Source: Rapid Micro Biosystems, Inc.
July 14, 2021 21:30 ET
LOWELL, Mass., July 14, 2021 (GLOBE NEWSWIRE) — Rapid Micro Biosystems, Inc. (Nasdaq: RPID) (“RapidMicro”), an innovative life sciences technology company providing mission critical automation solutions to facilitate the efficient manufacturing and fast, safe release of healthcare products, today announced the pricing of its initial public offering of 7,920,000 shares of its Class A common stock at a price to the public of $20.00 per share. All of the shares of Class A common stock are being offered by Rapid Micro. The gross proceeds from the offering, before deducting underwriting discounts and commissions and estimated offering expenses payable by Rapid Micro, are expected to be $158.4 million, excluding any exercise of the underwriters’ option to purchase additional shares. Rapid Micro’s Class A common stock is expected to begin trading on the Nasdaq Global Select Market under the ticker symbol “RPID” on July 15, 2021. The offering is expected to close on July 19, 2021, subject to satisfaction of customary closing conditions. In addition, Rapid Micro has granted the underwriters a 30-day option to purchase up to an additional 1,188,000 shares of Rapid Micro’s Class A common stock at the initial public offering price less the underwriting discounts and commissions.
J.P. Morgan Securities LLC, Morgan Stanley & Co.
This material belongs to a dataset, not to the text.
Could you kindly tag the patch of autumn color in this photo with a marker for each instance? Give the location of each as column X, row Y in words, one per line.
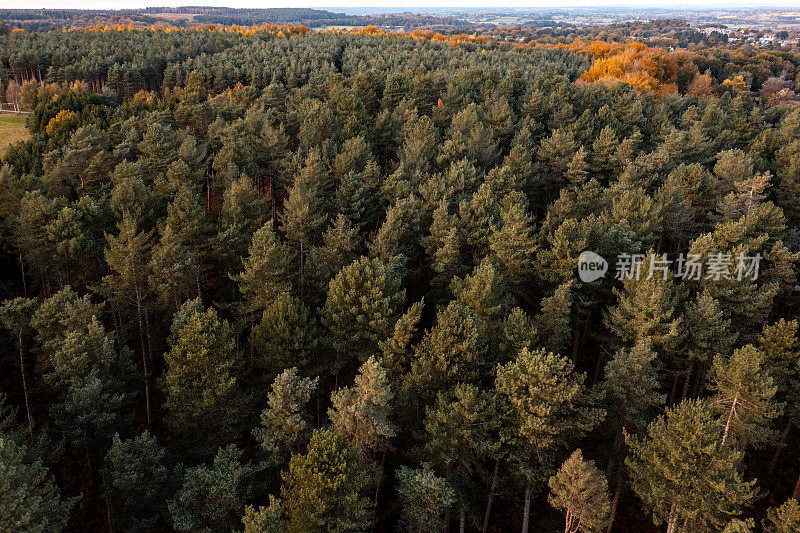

LLC, Cowen and Company, LLC and Stifel, Nicolaus & Company, Incorporated are acting as joint book-running managers of the offering.
A registration statement on Form S-1 (File No. 333-257431) relating to the offering has been filed with the Securities and Exchange Commission and became effective on July 14, 2021. The offering will be made only by means of a prospectus. Copies of the final prospectus relating to the offering may be obtained from: J.P. Morgan Securities LLC, Attention: Broadridge Financial Solutions, 1155 Long Island Avenue, Edgewood, NY 11717, telephone: (866) 803-9204 or email at email@example.com; Morgan Stanley & Co. LLC, Attention: Prospectus Department, 180 Varick Street, 2nd Floor, New York, NY 10014, or by email at firstname.lastname@example.org; Cowen and Company, LLC, c/o Broadridge Financial Solutions, Attention: Prospectus Department, 1155 Long Island Avenue, Edgewood, NY, 11717, by telephone at (833) 297-2926, or by email at PostSaleManualRequests@broadridge.com; or Stifel, Nicolaus & Company, Incorporated, Attention: Syndicate, One Montgomery Street, Suite 3700, San Francisco, CA 94104, telephone: (415) 364-2720 or email at email@example.com.
This press release does not constitute an offer to sell or the solicitation of an offer to buy these securities, nor shall there be any sale of these securities in any state or jurisdiction in which such offer, solicitation or sale would be unlawful prior to registration or qualification under the securities laws of any such state or jurisdiction.